Pfizer Stock Is Plunging Today - What's Going On
Pfizer Stock Is Plunging Today - What's Going On
$Pfizer (PFE.US)$ has decided to continue the clinical development of the oral late-stage glucagon-like peptide-1 receptor agonist (GLP-1-RA) candidate, danuglipron (PF-06882961), for adults with obesity and Type 2 diabetes mellitus.
$輝瑞 (PFE.US)$ 已決定繼續臨床開發用於肥胖和2型糖尿病成人的口服晚期胰高血糖素樣肽-1受體激動劑(GLP-1-RA)候選藥物danuglipron(PF-06882961)。
The company plans to discontinue the clinical development of another GLP-1-RA candidate, lotiglipron (PF-07081532), due to pharmacokinetic data from Phase 1 studies and laboratory measurements of elevated transaminases (liver enzymes).

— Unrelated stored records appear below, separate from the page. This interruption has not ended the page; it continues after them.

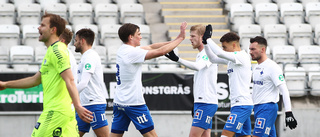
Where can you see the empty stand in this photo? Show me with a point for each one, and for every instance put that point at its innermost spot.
(313, 13)
(275, 34)
(132, 13)
(241, 14)
(29, 14)
(266, 13)
(106, 14)
(246, 32)
(291, 13)
(300, 34)
(7, 13)
(80, 13)
(56, 8)
(296, 81)
(9, 35)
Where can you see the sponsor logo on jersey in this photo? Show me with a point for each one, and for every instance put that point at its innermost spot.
(260, 122)
(232, 118)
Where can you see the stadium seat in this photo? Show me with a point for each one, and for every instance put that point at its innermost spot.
(284, 54)
(80, 13)
(30, 35)
(300, 34)
(228, 3)
(246, 32)
(145, 34)
(94, 28)
(313, 13)
(266, 13)
(240, 14)
(121, 2)
(7, 13)
(95, 2)
(102, 51)
(109, 35)
(309, 56)
(296, 81)
(45, 3)
(9, 35)
(314, 81)
(39, 53)
(29, 14)
(106, 14)
(132, 13)
(275, 34)
(56, 8)
(317, 34)
(291, 13)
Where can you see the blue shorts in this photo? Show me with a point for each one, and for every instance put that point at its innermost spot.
(239, 120)
(139, 115)
(265, 116)
(203, 114)
(99, 118)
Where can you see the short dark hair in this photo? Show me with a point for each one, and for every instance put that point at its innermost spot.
(86, 34)
(67, 36)
(56, 21)
(126, 30)
(260, 40)
(230, 36)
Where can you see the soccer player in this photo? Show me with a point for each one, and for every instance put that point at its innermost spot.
(91, 85)
(129, 104)
(267, 81)
(66, 38)
(59, 89)
(239, 71)
(204, 84)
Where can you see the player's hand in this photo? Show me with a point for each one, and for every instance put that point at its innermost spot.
(183, 28)
(84, 114)
(207, 34)
(290, 120)
(2, 85)
(172, 56)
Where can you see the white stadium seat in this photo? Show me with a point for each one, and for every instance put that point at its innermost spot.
(9, 35)
(246, 32)
(109, 35)
(266, 13)
(300, 34)
(29, 14)
(132, 13)
(80, 13)
(241, 14)
(275, 34)
(30, 35)
(291, 13)
(284, 54)
(313, 13)
(7, 13)
(309, 56)
(56, 8)
(106, 14)
(296, 81)
(145, 34)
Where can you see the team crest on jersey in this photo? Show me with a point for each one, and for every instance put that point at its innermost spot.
(198, 114)
(87, 66)
(57, 132)
(281, 78)
(260, 122)
(232, 118)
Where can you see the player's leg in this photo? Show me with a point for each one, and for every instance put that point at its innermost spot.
(120, 121)
(141, 118)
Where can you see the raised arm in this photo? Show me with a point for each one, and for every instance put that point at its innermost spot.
(27, 82)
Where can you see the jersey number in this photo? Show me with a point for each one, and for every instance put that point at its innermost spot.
(118, 75)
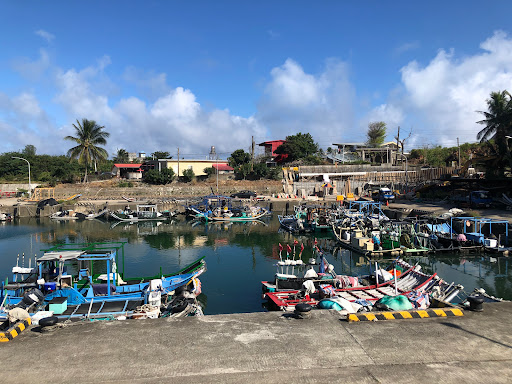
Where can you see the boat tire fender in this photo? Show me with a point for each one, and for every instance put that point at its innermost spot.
(48, 321)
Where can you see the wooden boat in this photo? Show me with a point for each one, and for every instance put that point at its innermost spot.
(5, 217)
(246, 214)
(343, 236)
(143, 212)
(293, 224)
(103, 293)
(411, 279)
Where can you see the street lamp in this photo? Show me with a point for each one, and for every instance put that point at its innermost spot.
(29, 183)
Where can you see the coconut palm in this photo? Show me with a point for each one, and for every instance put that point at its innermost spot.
(122, 156)
(498, 125)
(89, 136)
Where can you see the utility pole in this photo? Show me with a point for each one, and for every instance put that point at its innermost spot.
(458, 146)
(252, 153)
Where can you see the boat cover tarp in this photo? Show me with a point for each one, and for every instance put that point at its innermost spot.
(63, 255)
(443, 228)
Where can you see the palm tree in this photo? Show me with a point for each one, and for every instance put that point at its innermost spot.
(498, 125)
(121, 156)
(89, 136)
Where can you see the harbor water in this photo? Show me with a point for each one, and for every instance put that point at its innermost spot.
(238, 255)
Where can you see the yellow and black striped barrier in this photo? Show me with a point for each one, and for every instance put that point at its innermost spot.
(398, 315)
(15, 330)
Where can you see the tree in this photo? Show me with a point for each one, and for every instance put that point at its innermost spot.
(498, 125)
(161, 155)
(29, 151)
(298, 146)
(89, 137)
(239, 157)
(376, 134)
(121, 156)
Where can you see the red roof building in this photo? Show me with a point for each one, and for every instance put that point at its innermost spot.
(222, 167)
(127, 171)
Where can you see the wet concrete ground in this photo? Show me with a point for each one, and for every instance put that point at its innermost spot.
(268, 348)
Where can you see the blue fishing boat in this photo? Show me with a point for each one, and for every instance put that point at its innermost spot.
(82, 281)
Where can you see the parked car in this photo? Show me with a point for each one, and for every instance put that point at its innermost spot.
(384, 194)
(479, 199)
(244, 194)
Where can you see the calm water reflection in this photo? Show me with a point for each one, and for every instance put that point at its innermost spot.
(239, 255)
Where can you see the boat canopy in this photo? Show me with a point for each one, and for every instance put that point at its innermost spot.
(60, 256)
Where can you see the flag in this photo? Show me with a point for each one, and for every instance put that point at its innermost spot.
(322, 265)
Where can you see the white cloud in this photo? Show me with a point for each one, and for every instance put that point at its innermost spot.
(45, 35)
(174, 119)
(295, 101)
(439, 101)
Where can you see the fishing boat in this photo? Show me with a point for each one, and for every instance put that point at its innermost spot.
(73, 215)
(411, 279)
(293, 224)
(247, 213)
(77, 281)
(292, 272)
(143, 212)
(5, 217)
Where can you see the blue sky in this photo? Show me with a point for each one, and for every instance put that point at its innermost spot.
(166, 74)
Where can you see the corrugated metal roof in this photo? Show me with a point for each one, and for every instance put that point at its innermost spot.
(127, 165)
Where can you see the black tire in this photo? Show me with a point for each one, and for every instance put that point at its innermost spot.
(48, 321)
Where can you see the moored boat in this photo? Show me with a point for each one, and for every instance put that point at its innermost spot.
(82, 281)
(411, 279)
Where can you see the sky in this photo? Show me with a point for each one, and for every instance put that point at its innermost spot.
(163, 75)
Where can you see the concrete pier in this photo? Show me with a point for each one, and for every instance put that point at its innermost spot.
(268, 348)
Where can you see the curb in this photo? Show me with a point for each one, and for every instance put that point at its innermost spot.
(15, 330)
(399, 315)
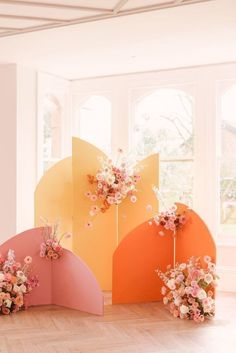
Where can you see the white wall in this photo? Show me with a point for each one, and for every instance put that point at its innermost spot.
(17, 149)
(8, 108)
(205, 84)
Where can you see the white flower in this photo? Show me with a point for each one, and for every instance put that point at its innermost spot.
(165, 300)
(201, 294)
(21, 276)
(184, 309)
(188, 290)
(182, 266)
(16, 289)
(171, 284)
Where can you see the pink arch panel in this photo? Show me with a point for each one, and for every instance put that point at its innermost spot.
(67, 282)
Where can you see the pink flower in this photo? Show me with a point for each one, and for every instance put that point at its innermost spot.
(176, 313)
(93, 198)
(163, 290)
(149, 208)
(207, 258)
(95, 208)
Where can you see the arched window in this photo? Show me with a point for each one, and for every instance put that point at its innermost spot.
(95, 122)
(51, 131)
(228, 162)
(163, 123)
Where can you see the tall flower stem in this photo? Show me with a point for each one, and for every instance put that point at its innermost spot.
(174, 248)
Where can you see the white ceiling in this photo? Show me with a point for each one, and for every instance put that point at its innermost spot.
(179, 36)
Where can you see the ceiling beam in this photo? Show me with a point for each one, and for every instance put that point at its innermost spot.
(119, 6)
(54, 5)
(33, 18)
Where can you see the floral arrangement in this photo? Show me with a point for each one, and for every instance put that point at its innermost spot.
(16, 282)
(51, 247)
(169, 219)
(112, 183)
(189, 289)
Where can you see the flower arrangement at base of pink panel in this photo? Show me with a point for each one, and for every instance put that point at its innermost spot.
(170, 219)
(112, 183)
(16, 282)
(51, 247)
(188, 289)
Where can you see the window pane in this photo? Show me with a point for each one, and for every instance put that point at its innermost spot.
(228, 163)
(95, 122)
(164, 124)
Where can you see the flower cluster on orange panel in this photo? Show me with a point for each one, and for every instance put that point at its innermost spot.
(51, 247)
(112, 183)
(16, 281)
(170, 218)
(189, 289)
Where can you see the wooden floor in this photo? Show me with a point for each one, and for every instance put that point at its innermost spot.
(142, 328)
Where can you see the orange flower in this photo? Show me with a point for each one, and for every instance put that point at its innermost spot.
(13, 279)
(19, 300)
(50, 253)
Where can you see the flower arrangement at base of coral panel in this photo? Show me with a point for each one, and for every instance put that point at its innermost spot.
(51, 247)
(188, 289)
(16, 281)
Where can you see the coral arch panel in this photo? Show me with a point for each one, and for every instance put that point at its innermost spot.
(95, 246)
(194, 239)
(135, 260)
(132, 215)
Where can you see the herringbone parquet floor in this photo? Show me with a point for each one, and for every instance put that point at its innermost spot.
(137, 328)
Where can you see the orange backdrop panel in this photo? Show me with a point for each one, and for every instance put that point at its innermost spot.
(133, 214)
(194, 239)
(135, 260)
(53, 198)
(95, 246)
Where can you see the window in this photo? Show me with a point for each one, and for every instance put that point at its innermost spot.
(163, 123)
(228, 163)
(51, 131)
(95, 122)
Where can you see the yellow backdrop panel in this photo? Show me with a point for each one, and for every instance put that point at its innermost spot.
(131, 214)
(53, 198)
(96, 245)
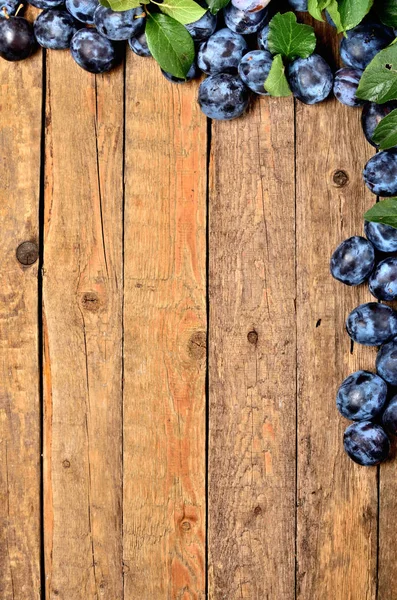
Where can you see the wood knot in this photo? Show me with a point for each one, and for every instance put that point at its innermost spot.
(27, 253)
(340, 178)
(90, 301)
(197, 345)
(253, 337)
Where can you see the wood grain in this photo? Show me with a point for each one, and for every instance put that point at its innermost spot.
(252, 355)
(165, 338)
(82, 304)
(20, 446)
(337, 499)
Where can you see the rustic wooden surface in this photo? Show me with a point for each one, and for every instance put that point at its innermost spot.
(172, 472)
(82, 331)
(164, 340)
(20, 411)
(252, 355)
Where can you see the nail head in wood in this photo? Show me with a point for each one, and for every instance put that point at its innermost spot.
(340, 178)
(197, 345)
(27, 253)
(90, 301)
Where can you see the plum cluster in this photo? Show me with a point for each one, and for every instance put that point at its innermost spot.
(369, 399)
(231, 49)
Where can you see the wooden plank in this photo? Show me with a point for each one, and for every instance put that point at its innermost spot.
(82, 296)
(164, 351)
(252, 356)
(387, 528)
(337, 500)
(20, 445)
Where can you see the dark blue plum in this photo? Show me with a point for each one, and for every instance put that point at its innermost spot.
(389, 419)
(223, 96)
(299, 5)
(310, 79)
(372, 115)
(92, 51)
(372, 324)
(366, 443)
(383, 280)
(17, 40)
(263, 38)
(254, 69)
(54, 29)
(202, 29)
(345, 86)
(250, 5)
(222, 52)
(362, 396)
(118, 26)
(362, 43)
(380, 173)
(244, 22)
(383, 237)
(386, 362)
(44, 4)
(329, 19)
(353, 261)
(139, 45)
(82, 10)
(193, 73)
(8, 8)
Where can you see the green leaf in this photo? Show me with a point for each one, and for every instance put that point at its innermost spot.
(385, 134)
(352, 12)
(384, 212)
(121, 5)
(316, 7)
(289, 38)
(387, 12)
(333, 11)
(216, 5)
(276, 83)
(379, 80)
(183, 11)
(170, 44)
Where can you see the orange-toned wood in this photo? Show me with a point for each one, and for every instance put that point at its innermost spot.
(20, 413)
(82, 308)
(165, 338)
(252, 355)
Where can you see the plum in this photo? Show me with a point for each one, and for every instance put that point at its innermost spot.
(383, 280)
(353, 261)
(386, 362)
(310, 79)
(366, 443)
(223, 96)
(362, 396)
(222, 52)
(93, 51)
(254, 68)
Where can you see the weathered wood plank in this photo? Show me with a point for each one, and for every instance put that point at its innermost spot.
(252, 356)
(337, 500)
(20, 412)
(164, 351)
(82, 303)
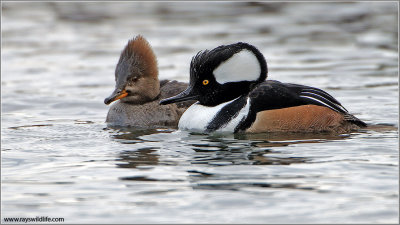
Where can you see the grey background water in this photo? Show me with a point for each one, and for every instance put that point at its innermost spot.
(60, 160)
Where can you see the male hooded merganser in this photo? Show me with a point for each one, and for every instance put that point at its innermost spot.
(139, 90)
(229, 84)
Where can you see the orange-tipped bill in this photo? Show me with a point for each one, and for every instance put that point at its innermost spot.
(117, 94)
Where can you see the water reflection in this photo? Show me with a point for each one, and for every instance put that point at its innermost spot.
(202, 155)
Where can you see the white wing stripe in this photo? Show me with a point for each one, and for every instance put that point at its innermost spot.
(309, 97)
(327, 100)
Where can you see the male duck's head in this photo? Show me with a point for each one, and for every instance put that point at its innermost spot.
(223, 74)
(136, 74)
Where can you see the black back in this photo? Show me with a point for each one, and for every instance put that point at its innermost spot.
(273, 94)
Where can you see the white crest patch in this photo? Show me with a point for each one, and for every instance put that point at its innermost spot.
(242, 66)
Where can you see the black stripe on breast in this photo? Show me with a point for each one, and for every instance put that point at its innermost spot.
(226, 114)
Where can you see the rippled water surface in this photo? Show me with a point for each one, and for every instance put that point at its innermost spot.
(59, 159)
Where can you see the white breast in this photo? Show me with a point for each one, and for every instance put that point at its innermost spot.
(197, 117)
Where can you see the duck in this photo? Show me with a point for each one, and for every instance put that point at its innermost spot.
(138, 90)
(232, 95)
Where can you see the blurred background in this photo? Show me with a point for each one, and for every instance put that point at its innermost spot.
(58, 61)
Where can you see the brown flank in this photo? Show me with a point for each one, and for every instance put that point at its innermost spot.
(305, 118)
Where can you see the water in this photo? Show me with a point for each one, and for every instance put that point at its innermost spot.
(59, 159)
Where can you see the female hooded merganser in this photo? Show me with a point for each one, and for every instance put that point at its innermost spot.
(229, 84)
(139, 90)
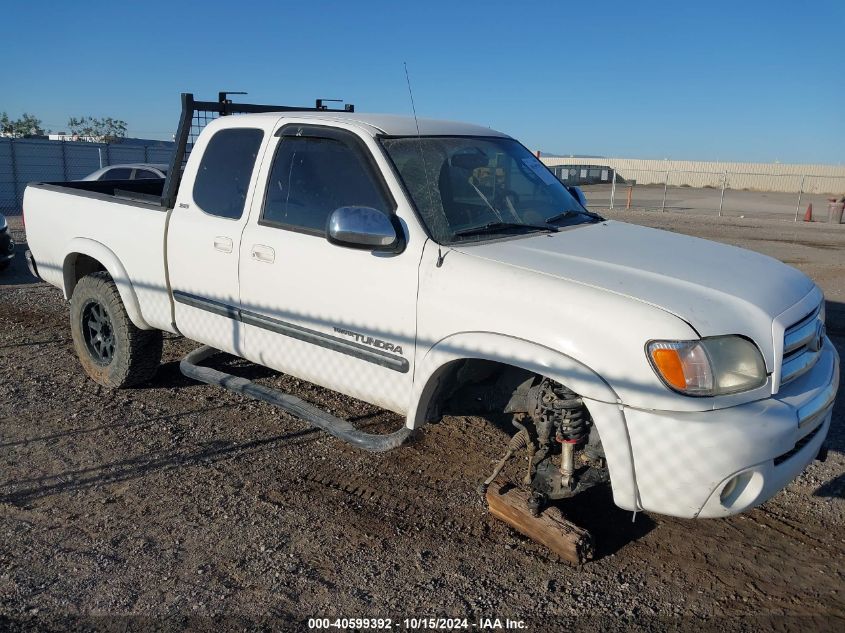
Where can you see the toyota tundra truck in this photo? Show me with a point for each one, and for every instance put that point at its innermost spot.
(438, 268)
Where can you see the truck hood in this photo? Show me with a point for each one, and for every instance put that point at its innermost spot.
(716, 288)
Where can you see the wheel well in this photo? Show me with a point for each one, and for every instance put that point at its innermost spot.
(473, 386)
(77, 266)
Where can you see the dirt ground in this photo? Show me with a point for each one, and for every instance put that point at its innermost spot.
(180, 506)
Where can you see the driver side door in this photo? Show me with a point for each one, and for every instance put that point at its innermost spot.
(339, 317)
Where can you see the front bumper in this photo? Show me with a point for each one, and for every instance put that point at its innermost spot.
(722, 462)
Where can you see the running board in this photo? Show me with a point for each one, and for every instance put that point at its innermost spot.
(330, 424)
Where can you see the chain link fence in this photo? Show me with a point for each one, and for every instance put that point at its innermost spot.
(39, 160)
(730, 194)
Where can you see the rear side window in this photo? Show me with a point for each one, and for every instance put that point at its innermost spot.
(120, 173)
(225, 171)
(145, 174)
(313, 176)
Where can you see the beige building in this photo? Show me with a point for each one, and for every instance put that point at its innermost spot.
(783, 177)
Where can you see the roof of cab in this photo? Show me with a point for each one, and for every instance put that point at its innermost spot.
(392, 124)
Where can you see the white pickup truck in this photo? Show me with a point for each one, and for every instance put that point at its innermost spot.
(435, 268)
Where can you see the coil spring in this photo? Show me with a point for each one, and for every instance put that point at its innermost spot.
(565, 409)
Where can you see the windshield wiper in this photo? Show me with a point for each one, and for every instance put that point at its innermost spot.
(495, 227)
(569, 213)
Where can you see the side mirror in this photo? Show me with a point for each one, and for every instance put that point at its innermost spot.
(579, 195)
(364, 228)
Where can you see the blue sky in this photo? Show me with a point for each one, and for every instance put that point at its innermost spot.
(747, 81)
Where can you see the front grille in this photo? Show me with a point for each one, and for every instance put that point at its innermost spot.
(799, 346)
(798, 446)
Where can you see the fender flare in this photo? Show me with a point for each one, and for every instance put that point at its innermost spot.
(601, 400)
(508, 350)
(114, 267)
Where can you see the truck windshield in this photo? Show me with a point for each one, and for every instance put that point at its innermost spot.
(475, 188)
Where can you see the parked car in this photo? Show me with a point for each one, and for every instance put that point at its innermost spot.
(436, 268)
(131, 171)
(7, 244)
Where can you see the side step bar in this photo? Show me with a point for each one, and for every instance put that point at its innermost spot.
(330, 424)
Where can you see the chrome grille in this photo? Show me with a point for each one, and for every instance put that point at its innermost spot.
(800, 351)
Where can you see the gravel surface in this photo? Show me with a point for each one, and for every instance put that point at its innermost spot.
(181, 506)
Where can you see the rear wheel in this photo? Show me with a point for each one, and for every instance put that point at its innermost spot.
(112, 351)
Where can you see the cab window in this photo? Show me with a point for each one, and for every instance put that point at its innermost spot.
(312, 176)
(225, 171)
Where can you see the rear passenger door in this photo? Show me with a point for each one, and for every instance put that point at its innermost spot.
(204, 236)
(339, 317)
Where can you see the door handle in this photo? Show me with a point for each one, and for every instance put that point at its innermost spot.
(223, 244)
(263, 253)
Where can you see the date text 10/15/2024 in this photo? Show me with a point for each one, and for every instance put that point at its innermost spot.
(417, 624)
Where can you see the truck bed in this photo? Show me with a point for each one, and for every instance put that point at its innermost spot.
(120, 223)
(146, 190)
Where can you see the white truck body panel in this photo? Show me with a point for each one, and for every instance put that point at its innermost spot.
(578, 306)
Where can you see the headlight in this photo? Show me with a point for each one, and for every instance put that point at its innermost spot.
(709, 367)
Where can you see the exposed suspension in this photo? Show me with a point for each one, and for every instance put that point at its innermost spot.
(561, 425)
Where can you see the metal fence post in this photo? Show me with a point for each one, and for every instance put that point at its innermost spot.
(613, 189)
(800, 191)
(15, 183)
(64, 161)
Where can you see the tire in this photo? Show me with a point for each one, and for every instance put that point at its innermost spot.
(113, 352)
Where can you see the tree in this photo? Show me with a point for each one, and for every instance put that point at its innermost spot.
(102, 129)
(27, 125)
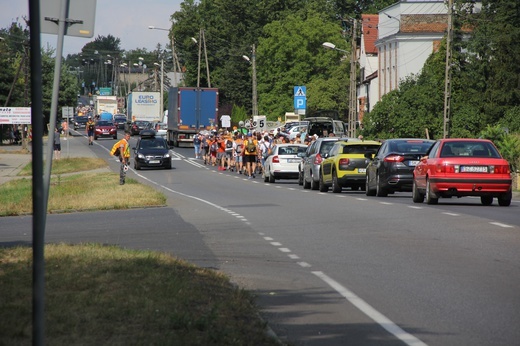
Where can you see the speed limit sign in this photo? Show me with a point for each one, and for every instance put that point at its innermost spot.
(259, 122)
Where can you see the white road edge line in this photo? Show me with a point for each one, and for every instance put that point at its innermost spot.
(501, 225)
(368, 310)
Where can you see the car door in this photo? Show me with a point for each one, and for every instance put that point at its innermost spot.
(375, 164)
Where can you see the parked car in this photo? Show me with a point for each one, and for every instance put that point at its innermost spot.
(324, 126)
(105, 129)
(283, 162)
(137, 126)
(80, 122)
(462, 167)
(345, 165)
(151, 151)
(159, 128)
(120, 121)
(392, 167)
(310, 165)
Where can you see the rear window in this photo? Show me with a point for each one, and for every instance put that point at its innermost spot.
(360, 149)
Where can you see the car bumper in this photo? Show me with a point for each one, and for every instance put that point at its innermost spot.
(470, 187)
(153, 161)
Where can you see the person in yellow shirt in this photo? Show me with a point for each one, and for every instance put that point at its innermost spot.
(124, 157)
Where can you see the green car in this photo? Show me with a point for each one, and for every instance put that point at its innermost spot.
(345, 165)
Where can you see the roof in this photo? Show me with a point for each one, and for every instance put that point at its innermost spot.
(370, 32)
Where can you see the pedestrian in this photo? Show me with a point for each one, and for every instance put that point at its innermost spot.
(124, 157)
(57, 144)
(196, 144)
(250, 154)
(90, 126)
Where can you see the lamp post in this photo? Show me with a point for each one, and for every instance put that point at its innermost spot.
(174, 56)
(352, 112)
(253, 66)
(162, 86)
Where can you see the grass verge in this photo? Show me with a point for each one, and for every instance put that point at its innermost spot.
(106, 295)
(79, 192)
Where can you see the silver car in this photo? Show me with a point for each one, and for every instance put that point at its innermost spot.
(310, 164)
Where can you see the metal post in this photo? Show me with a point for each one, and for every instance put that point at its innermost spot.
(255, 96)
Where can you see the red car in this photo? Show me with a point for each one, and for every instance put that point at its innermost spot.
(462, 167)
(105, 129)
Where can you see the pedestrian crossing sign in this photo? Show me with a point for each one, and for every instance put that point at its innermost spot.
(300, 91)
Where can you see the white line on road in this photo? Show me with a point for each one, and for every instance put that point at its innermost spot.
(368, 310)
(501, 224)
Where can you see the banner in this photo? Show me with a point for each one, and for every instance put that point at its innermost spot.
(15, 115)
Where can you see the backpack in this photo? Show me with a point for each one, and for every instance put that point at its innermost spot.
(115, 149)
(251, 147)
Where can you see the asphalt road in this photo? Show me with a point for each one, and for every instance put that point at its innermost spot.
(328, 269)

由於來自第一階段研究的藥代動力學數據和轉氨酶(肝酶)升高的實驗室測量,該公司計劃停止另一種 GLP-1-RA 候選藥物lotiglipron(PF-07081532)的臨床開發。
None of the participants reported liver-related symptoms, and there was no evidence of liver failure or need for treatment.
沒有參與者報告肝臟相關症狀,也沒有證據表明肝衰竭或需要治療。
The announcement is "incrementally negative for perception" around Pfizer's weight loss drugs, Reuters noted, citing SVB Securities analyst David Risinger.
路透社援引說,這一宣佈 “對輝瑞減肥藥物的看法越來越消極” SVB 證券 分析師大衛·裏辛格。
Demand for Wegovy and Ozempic from Novo Nordisk A/S (NYSE:NVO) for treating obesity and diabetes, respectively, has soared recently.
對 Wegovy 和 Ozempic 的需求來自 Novo Nordisk A/S 分別用於治療肥胖和糖尿病的紐約證券交易所代碼:NVO)最近飆升。
The demand for treatments like Wegovy could support as many as ten competing products, with annual sales reaching up to $100 billion within a decade, mostly in the U.S., industry executives and analysts have said.
行業高管和分析師表示,對像Wegovy這樣的治療方法的需求可能支持多達十種競爭產品,年銷售額在十年內達到1000億美元,主要在美國。
Plans for the late-stage program of danuglipron are expected to be finalized by the end of 2023. The company is also working on a once-daily modified-release version of this drug.
danuglipron後期計劃的計劃預計將在2023年底之前最終確定。該公司還在研究這種藥物的每日一次的修改釋放版本。
Previously published results from the Phase 2 study of danuglipron in T2DM showed dose-dependent placebo-adjusted reductions in HbA1c, fasting plasma glucose, and body weight over 16 weeks.
先前公佈的T2DM中danuglipron的2期研究結果顯示,在16周內,Hba1c、空腹血糖和體重的劑量依賴性安慰劑調整後會降低。
The most common adverse events reported in this study were nausea, vomiting, and diarrhea.
本研究報告的最常見的不良事件是噁心、嘔吐和腹瀉。
The ongoing Phase 2b study of danuglipron in non-diabetic obesity participants is expected to complete by the end of the year.
正在進行的針對非糖尿病肥胖參與者的danuglipron的2b期研究預計將於今年年底完成。
Elevated transaminase levels have not been observed in the over 1,400 patients enrolled in the danuglipron program.
在參加danuglipron計劃的1400多名患者中,尚未觀察到轉氨酶水平升高。